Date: Tuesday, December 15, 2015
Time: 10:00
Place: ETH Zurich, Hönggerberg, HCP  E 47.2, new building behind the HCI
Host: Tobias Thiele /Andreas Wallraff

Probing dipole coupling in cold Rydberg atoms by microwave spectroscopy

Michel Brune
Laboratoire Kastler Brossel, CNRS, ENS, UPMC, Collège de France

Due to their huge polarizability, Rydberg atoms present strong, dipole-dipole interactions. Studying many-body correlations in a dense cold cloud of Rydberg atoms may be of interest as a quantum simulator of model many-body hamiltonians of importance for understanding solid-states systems.

We study a cold 87Rb atomic sample magnetically trapped on a superconducting atom chip. Due to the large polarizability of Rydberg atoms, an essential experimental issue is the control of stray electric fields in the vicinity of the atom chip surface. This problem was solved by coating the chip surface with a thick layer of Rubidium\cite{Carla}. We observed coherence times in the ms range for the 60s to 61s microwave two-photon transition, opening interesting perspectives for the study of dipole interactions at higher density of Rydberg atoms.

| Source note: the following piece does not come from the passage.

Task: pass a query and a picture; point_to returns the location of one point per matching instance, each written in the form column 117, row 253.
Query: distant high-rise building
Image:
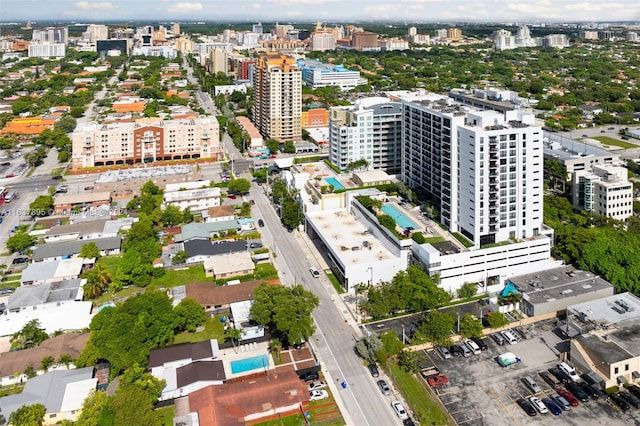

We then use microwave spectroscopy for measuring the interaction energy distribution of a single Rydberg atom with its neighbors\cite{Raul}. The observed energy distribution carries information on spatial correlations between Rydberg atoms prepared in the dipole blockade regime. We study the energy distribution as a function of the detuning of the excitation laser. For blue detuning, we observe that we preferentially excite atoms in the neighborhood of previously excited atoms so that interaction energy shift compensates for laser detuning. We also observe the expansion of the Rydberg atom cloud due to repulsive dipole interaction and show that the cloud rapidly goes out of the "frozen gas approximation" usually used in previous work.

We will finally discuss further development  in the direction of 1D quantum simulations.